Panic! I calculated how many bones would break if I jumped out the second story window. I tried throwing myself into the door to break it down. (It doesn’t work like it does in the movies.) Everyone else in the cul de sac was at work, except…a solitary teenage boy who was playing basketball several doors down. I screamed at him, hanging out the window and waving my arms like an insane person until he came over, let himself into my house, and freed me from my prison. (Clearly, his parents had not taught him about Stranger Danger.)

This same child locked herself in her room as a toddler, and I sat on the other side of the door, our fingers touching underneath, frantically fumbling with the skeleton key. There is nothing so agonizing to a parent as being helpless to reach a child who needs you.

Ask any parent of a chronically ill child, watching as they’re wheeled to yet another procedure. Ask the parents denied access to their adopted child month after month while foreign governments sift through red tape. Ask divorced parents who share custody with an irresponsible or abusive ex. Ask parents of deployed soldiers. It’s all part of the package, except, eager to reproduce, none of us ever reads the fine print.

A friend who recently dropped off her kid at college lamented to me that she couldn’t stop worrying about something happening and not being able to get to her daughter. I get it. My own is scheduled to study abroad next semester and I’ll admit to feeling similar twinges, especially after Paris, Brussels, and Nice hit the news cycle. But that’s fear talking. And fear is not the boss of me. “Love is what we’re born with,” says Marianne Williamson. “Fear is what we learn here.”

Parenting is nothing if not risk. From the time they’re born, we perform a kind of catch and release with our hearts. It’s a tight wire balancing act: Keep them close, then send them out; swoop in to rescue, but let them learn to fall. The end goal is, after all, to work ourselves out of a job.

Full disclosure: I grew up in the ’70s and ’80s when we rode our bikes miles from home (sans helmets) and drank straight from the garden hose. The Surgeon General was barely even a thing.
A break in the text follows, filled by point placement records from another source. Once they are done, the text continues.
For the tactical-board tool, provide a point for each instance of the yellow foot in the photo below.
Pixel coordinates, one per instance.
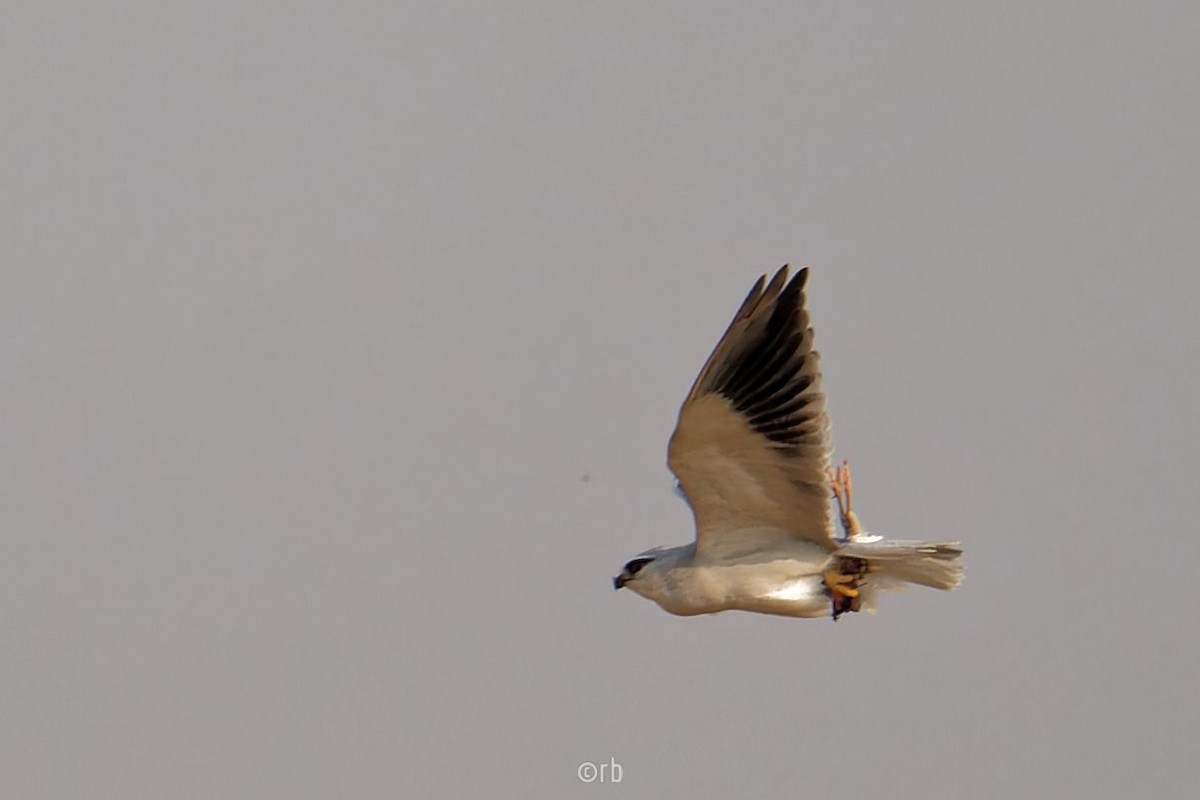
(844, 582)
(844, 493)
(844, 585)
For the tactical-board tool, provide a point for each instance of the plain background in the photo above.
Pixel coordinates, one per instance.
(341, 344)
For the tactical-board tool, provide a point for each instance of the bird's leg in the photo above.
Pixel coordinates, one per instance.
(843, 581)
(844, 493)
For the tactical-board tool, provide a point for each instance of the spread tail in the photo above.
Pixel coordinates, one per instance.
(895, 561)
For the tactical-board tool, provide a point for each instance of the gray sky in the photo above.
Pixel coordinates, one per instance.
(315, 320)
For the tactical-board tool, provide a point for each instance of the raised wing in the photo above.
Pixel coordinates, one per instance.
(751, 444)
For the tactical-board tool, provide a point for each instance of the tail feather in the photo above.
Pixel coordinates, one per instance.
(929, 564)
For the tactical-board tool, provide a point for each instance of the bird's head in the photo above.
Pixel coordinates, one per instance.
(645, 571)
(630, 571)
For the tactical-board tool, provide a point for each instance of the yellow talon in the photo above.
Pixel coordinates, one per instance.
(839, 583)
(844, 493)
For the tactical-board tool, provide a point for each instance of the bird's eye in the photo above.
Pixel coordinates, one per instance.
(635, 566)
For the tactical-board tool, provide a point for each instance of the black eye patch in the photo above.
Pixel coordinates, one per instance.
(635, 566)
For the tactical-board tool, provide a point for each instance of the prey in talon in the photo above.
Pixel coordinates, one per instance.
(751, 453)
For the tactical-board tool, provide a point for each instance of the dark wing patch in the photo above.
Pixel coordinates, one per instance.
(773, 378)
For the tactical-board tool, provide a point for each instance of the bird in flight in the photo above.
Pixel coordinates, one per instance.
(750, 453)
I’m in favor of running barefoot, grabbing the mane on a galloping horse, climbing trees, and “Swing higher, Daddy!”

Yes, there are moments of panic and anguish as a parent, times when you can’t protect your child or prevent every misstep. Did we really believe it would all be giggles and lollipops? We can’t fetishize safety because of a world that feeds off fear like it’s sugar. When did failure become the new F-word? Failure is the only way forward.

The flip-side of risk is where the good stuff hides out. The flip-side of risk is connection, creativity, a life with flourish. Sometimes, we have to let go of the back of the bike and quit running along behind. I’m too old for that noise, for one thing. And parenting was never supposed to be about my fear — it’s about their launch.